= Chifuren =

Japanese women's organization

Chifuren (also National League of Regional Women's Organizations or National Federation of Regional Women's Organizations (全国地域婦人団体連絡協議会, Zen Nihon chiiki fujin dantai renraku kyōgikai)) is one of the largest women's organizations operating in Japan. Chifuren is an umbrella organization of women's groups and the local women's groups or fujinakai. Chifuren works on a regional scope on a variety of social and political issues facing women in Japan.

== History ==
Shigeri Yamataka became involved in Chifuren in 1952, when Chifuren was formed. Yamataka had previously been involved with women's groups or fujinakai which helped make up part of Chifuren. The activist tradition of Chifuren was based on the idea of ryōsai kenbo, meaning "good wife, wise mother." Millions of women joined the group, united under the ideas of improving women's lives, reforming both home and society and creating social welfare.

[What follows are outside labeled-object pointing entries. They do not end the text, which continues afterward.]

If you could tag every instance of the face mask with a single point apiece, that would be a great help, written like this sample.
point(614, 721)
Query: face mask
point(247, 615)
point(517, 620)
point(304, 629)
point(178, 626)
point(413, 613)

Chifuren opposed revisions to the postwar Constitution and Civil Code of 1948 that would put women, their real property and their families under legal control of a family patriarch. In 1955, Chifuren and the Housewives Association founded the New Life Campaign Association, which was seen by Yamataka as a "movement by and for women."

During the 1960s, Chifuren, along with the YWCA, Japanese League of Women Voters, the Women's Bar Association of Japan and the Christian Women's Temperance Union all "independently declared their opposition to nuclear armaments." Chifuren fought for environmental changes and fought against pollution in the late 1960s and early 1970s.